Rashin Fahandej, A Father’s Lullaby, 2019. Installation view, The 2019 James and Audrey Foster Prize, the ICA/Boston. (Courtesy of http://www.rashinfahandej.com/a-fathers-lullaby)
by The Fleshtone Staff
Curators of online and physical presentations, spotlighting the thinkers and artists shaping your world view.
REVIEW: Institute of Contemporary Art
2019 James and Audrey Foster Prize
Rashin Fahandej A Father’s Lullaby, 2019
The Institute of Contemporary Art James and Audrey Foster Prize focuses on Boston-area artists with exceptional contributions to contemporary art and the community. Curator Ruth Erickson conducted individual studio visits with fifty Boston area artists before selecting the awardees: Rashin Fahandej, Josephine Halvorson, Lavaughan Jenkins, and Helga Roht Poznanski.
As my body slides through the galleries at the Institute of Contemporary Art in Boston, I start to pick up on a subtle hum, remincinist of the poetry and song that my father sang to me as a child. As I step closer towards the room, I am fully immersed in Rashin Fahandej’s installation, A Father’s Lullaby. The room is all black, with large projections on three of the walls. To my left, on the fourth wall, museum viewers sit on stools facing three dimly lit window panes. Their arms are outstretched with their hand on the window, an act necessary to begin the audio program on the corresponding headphones. The color of the window is a soft yellow that you might see on a moonlit stroll passing a row of homes. This is juxtaposed with the texture of a worn plexi-glass that you might hold your hand to while visiting a loved one in jail. Fajandej subjects the viewer to a system of actions that directly connects to the multiple steps families take to visit an incarcerated family member. I wait in line for a long time, to be able to sit on the stools, just as a family member would wait when arriving at a correctional facility.
As I place the headphones on, I am captivated by the story of a father swept under by the inequalities in the criminal justice system.

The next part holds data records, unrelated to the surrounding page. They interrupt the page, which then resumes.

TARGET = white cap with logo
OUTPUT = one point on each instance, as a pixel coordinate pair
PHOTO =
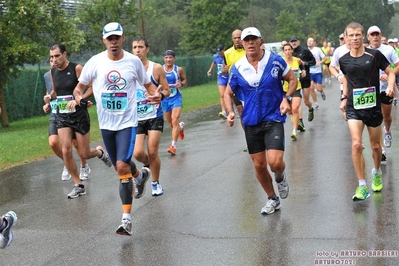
(113, 28)
(251, 31)
(373, 29)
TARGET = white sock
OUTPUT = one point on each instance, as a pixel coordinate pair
(376, 171)
(362, 182)
(126, 216)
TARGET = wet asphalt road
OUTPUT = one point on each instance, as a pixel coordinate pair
(210, 212)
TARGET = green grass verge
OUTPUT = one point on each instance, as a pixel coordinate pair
(27, 140)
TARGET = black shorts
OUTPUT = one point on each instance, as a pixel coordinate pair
(305, 82)
(265, 136)
(150, 124)
(236, 101)
(371, 117)
(79, 121)
(52, 129)
(385, 99)
(297, 93)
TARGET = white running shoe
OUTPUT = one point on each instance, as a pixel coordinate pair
(387, 138)
(65, 174)
(157, 190)
(125, 228)
(84, 172)
(271, 206)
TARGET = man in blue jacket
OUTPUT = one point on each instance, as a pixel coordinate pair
(255, 79)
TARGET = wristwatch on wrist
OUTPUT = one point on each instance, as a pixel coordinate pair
(289, 99)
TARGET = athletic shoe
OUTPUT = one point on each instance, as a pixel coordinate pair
(76, 192)
(294, 135)
(271, 206)
(181, 132)
(223, 115)
(139, 188)
(157, 190)
(387, 138)
(311, 115)
(301, 126)
(377, 185)
(171, 150)
(383, 158)
(6, 235)
(361, 193)
(323, 95)
(125, 228)
(105, 157)
(65, 174)
(283, 188)
(84, 172)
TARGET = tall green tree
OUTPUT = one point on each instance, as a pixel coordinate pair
(27, 29)
(95, 14)
(327, 19)
(210, 23)
(163, 23)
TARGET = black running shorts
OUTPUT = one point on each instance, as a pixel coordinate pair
(265, 136)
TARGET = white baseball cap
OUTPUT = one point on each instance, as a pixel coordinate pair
(251, 31)
(373, 29)
(113, 28)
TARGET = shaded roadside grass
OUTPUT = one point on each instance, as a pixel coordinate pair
(27, 140)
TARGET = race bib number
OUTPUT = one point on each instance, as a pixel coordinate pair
(173, 90)
(62, 102)
(144, 108)
(364, 98)
(219, 68)
(296, 72)
(53, 105)
(114, 102)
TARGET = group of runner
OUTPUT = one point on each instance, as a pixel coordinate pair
(129, 90)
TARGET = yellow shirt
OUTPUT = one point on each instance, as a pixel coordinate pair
(295, 68)
(232, 55)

The father speaks of his relationship to his children, his family and the pain of his absence from their lives. Whenever I remove my hand from the window pane, I lose connection with the father and the sound of his voice. I return my hand to the window and he begins again from the beginning. I feel like I am letting him down every time I drop my hand, forgetting his story, moving on to the next one, just like the criminal justice system sorts through cases. Physically, I feel the pain of the father’s absence as I hold my arm up for unbearable amounts of time just to be able to hear his story. The pane shows the hand-prints of many listeners illustrating the immense circulation of prisoners and their visitors. Fahandej’s adroit articulation of the panes becomes a poetic symbol for the transience of the justice system and the pain that is conflicted on both the families and the prisoners in their absence.

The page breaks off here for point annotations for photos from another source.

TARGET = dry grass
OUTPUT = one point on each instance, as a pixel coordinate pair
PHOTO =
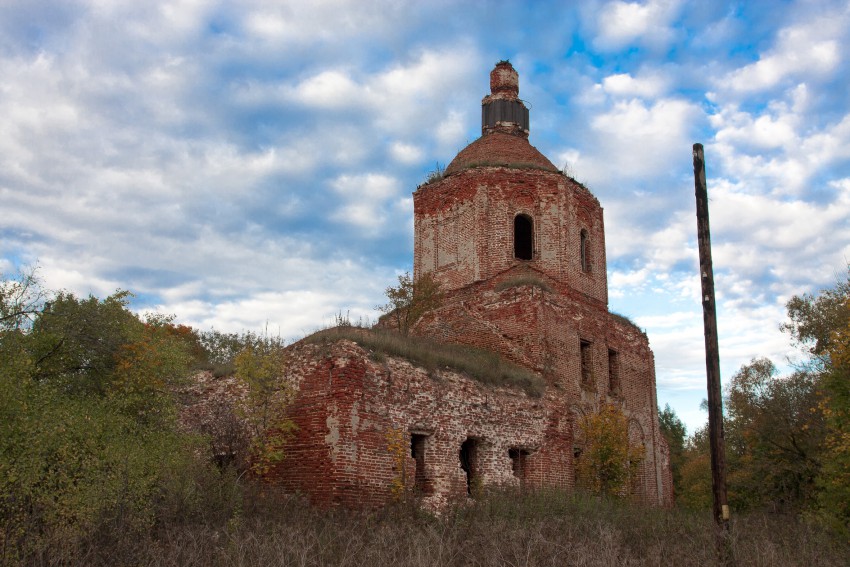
(483, 366)
(511, 529)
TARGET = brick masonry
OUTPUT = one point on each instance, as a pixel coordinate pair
(547, 312)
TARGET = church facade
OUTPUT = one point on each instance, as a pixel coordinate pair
(518, 248)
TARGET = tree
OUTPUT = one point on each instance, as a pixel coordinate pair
(696, 488)
(821, 325)
(260, 366)
(834, 480)
(774, 436)
(88, 435)
(411, 299)
(673, 431)
(609, 462)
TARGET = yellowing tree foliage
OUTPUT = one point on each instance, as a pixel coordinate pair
(261, 366)
(411, 299)
(608, 463)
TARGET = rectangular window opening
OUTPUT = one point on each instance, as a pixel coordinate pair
(586, 363)
(417, 451)
(468, 454)
(613, 372)
(519, 461)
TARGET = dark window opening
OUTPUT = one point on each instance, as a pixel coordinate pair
(585, 251)
(417, 451)
(586, 363)
(467, 457)
(613, 372)
(519, 458)
(523, 238)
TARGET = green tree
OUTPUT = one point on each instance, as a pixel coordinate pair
(261, 367)
(609, 462)
(773, 436)
(834, 481)
(674, 433)
(820, 324)
(696, 492)
(88, 435)
(410, 299)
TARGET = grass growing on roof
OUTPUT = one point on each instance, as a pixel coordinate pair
(481, 365)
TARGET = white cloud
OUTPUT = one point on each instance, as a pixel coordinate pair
(637, 139)
(622, 23)
(406, 153)
(624, 84)
(808, 49)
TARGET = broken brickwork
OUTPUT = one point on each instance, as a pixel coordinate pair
(519, 249)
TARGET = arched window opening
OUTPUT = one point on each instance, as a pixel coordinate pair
(523, 237)
(585, 251)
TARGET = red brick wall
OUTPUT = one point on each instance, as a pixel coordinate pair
(464, 227)
(347, 403)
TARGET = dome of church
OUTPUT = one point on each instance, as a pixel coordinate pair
(504, 129)
(500, 149)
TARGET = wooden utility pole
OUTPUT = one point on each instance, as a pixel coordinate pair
(712, 359)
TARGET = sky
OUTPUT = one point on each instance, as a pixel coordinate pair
(249, 165)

A Father’s Lullaby sets itself apart from other art throughout time that has unveiled the criminal justice system. The thoughtfulness of the installation and interaction it requires from the viewer are unparalleled. A father’s lullaby could be considered a simple gesture, an attempt to lull an overactive child to sleep, or a diversion. Fahandej knows that a father’s lullaby is a remarkable gesture of love that creates a story of connection between a father and his child. Fahandej employs this gesture of love, requiring the viewer to confront their role in dehumanizing prisoners and ex-convicts. She asks the viewer to listen carefully and sit longer because these fathers need their children as much as their children need them.